Aster yellows in wheat: a positive in the negative

By Clare Stanfield

Sometimes, finding out something isn’t a problem is just as important as finding out it is.

Take the case of aster yellows (AY) in wheat A well-known and serious problem of canola, AY was not really thought of as a major issue in wheat. “But one year, we had all these unexplained yield losses in the field,” says Pierre Hucl, wheat breeder and professor at the University of Saskatchewan’s Crop Development Centre. “I knew it was also a high aster yellows year in canola, so we wondered if that was the cause.”

To find out, Hucl joined forces with Tyler Wist and Chrystel Olivier, both entomologists with Agriculture and Agri-Food Canada in Saskatoon, to conduct some field and lab studies and take a closer look at AY in wheat.

At the time, very little was known about AY disease expression in wheat, whether certain varieties were more susceptible than others, if there was a critical threshold for aster leafhopper populations, or what kind of yield loss AY was capable of causing.

 
U of S wheat breeder Pierre Hucl.

U of S wheat breeder Pierre Hucl.

 

Indeed, aster yellows in wheat was a veritable blank slate of knowledge With funding from the Sask Wheat, the Western Grains Research Foundation, and the Saskatchewan Ministry of Agriculture through the Agriculture Development Fund, Hucl, Wist, and Olivier devised a series of lab and field studies to fill in some of those blanks.

“We looked at durum and common wheat – 25 varieties in total,” says Hucl.

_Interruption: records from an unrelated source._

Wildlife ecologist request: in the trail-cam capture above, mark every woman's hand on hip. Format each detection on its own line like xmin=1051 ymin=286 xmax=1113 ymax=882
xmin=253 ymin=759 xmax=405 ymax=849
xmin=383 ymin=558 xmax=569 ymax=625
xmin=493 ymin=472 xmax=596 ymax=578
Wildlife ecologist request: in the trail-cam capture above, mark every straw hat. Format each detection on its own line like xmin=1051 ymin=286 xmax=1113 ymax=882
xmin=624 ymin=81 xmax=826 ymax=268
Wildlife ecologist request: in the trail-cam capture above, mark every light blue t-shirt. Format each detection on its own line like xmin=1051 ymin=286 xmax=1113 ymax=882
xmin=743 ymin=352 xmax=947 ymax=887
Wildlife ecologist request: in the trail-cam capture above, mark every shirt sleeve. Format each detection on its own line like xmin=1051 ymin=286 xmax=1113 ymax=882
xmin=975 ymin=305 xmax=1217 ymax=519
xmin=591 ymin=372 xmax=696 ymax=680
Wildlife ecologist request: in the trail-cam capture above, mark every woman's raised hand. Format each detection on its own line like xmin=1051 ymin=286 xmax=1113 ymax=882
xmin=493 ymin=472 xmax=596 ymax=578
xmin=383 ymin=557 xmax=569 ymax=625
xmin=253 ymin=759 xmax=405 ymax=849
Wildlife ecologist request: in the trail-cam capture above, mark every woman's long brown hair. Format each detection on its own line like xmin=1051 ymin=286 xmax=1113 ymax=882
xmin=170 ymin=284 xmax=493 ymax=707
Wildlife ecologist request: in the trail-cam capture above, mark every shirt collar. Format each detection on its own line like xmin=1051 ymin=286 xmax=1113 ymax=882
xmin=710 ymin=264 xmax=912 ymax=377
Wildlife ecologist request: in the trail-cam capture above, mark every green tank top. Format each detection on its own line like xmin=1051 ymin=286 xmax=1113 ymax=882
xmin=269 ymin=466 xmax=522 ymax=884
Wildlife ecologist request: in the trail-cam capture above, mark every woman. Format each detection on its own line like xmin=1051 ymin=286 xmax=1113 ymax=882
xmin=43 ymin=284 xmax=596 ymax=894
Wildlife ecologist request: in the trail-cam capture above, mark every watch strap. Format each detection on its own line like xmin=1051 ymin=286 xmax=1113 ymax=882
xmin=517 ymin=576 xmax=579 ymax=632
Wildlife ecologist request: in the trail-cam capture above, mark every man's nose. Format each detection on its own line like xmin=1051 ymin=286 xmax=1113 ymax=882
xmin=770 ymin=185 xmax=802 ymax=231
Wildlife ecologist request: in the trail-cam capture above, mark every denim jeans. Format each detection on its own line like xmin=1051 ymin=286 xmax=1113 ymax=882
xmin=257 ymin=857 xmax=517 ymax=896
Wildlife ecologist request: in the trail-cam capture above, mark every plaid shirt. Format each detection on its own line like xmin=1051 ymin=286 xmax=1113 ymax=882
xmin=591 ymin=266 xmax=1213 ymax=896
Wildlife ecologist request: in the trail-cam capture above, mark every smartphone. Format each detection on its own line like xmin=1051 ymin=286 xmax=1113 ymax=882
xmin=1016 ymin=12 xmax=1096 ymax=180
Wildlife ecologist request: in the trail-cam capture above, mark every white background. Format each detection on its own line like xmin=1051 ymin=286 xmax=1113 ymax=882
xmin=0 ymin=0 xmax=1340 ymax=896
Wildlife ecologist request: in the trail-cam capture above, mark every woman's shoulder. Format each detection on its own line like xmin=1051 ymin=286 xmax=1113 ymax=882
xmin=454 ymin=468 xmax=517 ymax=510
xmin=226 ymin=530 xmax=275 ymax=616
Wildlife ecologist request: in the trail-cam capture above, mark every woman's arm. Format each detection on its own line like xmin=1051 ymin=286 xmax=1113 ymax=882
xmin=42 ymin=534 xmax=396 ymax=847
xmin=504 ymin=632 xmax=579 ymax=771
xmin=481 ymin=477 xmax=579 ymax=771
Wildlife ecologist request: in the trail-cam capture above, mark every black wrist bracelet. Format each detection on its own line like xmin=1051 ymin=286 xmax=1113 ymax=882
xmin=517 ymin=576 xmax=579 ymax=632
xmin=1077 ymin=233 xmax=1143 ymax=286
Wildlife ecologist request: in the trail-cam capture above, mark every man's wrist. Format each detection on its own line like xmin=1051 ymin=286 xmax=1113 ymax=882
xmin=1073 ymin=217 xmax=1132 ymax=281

The bulk of that was CWRS (14 varieties), with CWHW, GP, CWSW, CPS and four varieties of CWA durum rounding out the list.

The results of the three-year study were decidedly mixed and perhaps a little anticlimactic, according to Hucl, but not without value. “We grew the field trials abutting a commercial canola field,” he says.

This would ensure the trials were well exposed to leafhoppers and therefore AY. “We had all these unexplained symptoms in the field, and I was hoping to separate this out indoors, but we were unable to do it.”

Those symptoms included bleaching, stunting, tiller dieback and empty heads in wheat with known AY infection. But since other pests can also cause these symptoms, Hucl and the entomologists tried to replicate them under controlled disease conditions in the lab.

There, under wet soil conditions with high light intensity, they could see that AY-infected plants showed more of these symptoms and had a small drop in yield, but it was not consistent.

“In the indoor experiments, entomologists had colonies of insects, infected and not infected,” says Hucl. “We had randomized, replicated trials, and we were still unable to see much in the way of definitive symptoms.”

What about varietal differences? “We did find that durum is twice as likely to get the disease as common wheat,” says Hucl. It sounds alarming, but he says that the average infection rate in common wheat is one percent, so a doubling to two percent in durum is pretty insignificant.

From 2015 to 2017, Hucl and Wist studied AY in wheat from every possible angle, conducting seven separate lab experiments and three seasons of field trials all designed to uncover the interactions between aster leafhoppers and AY in wheat. Everything from how many insects fed on plants, to how long they fed, to crop staging at time of feeding to the possible roles of soil moisture and light intensity – all was thoroughly investigated.

“We wanted to know if this disease was a breeding objective,” says Hucl. Turns out, it’s not. And that’s okay, he says. Proving a negative is just as valuable as finding a positive, and growers had been asking if AY was causing yield losses. “The research did answer that question.”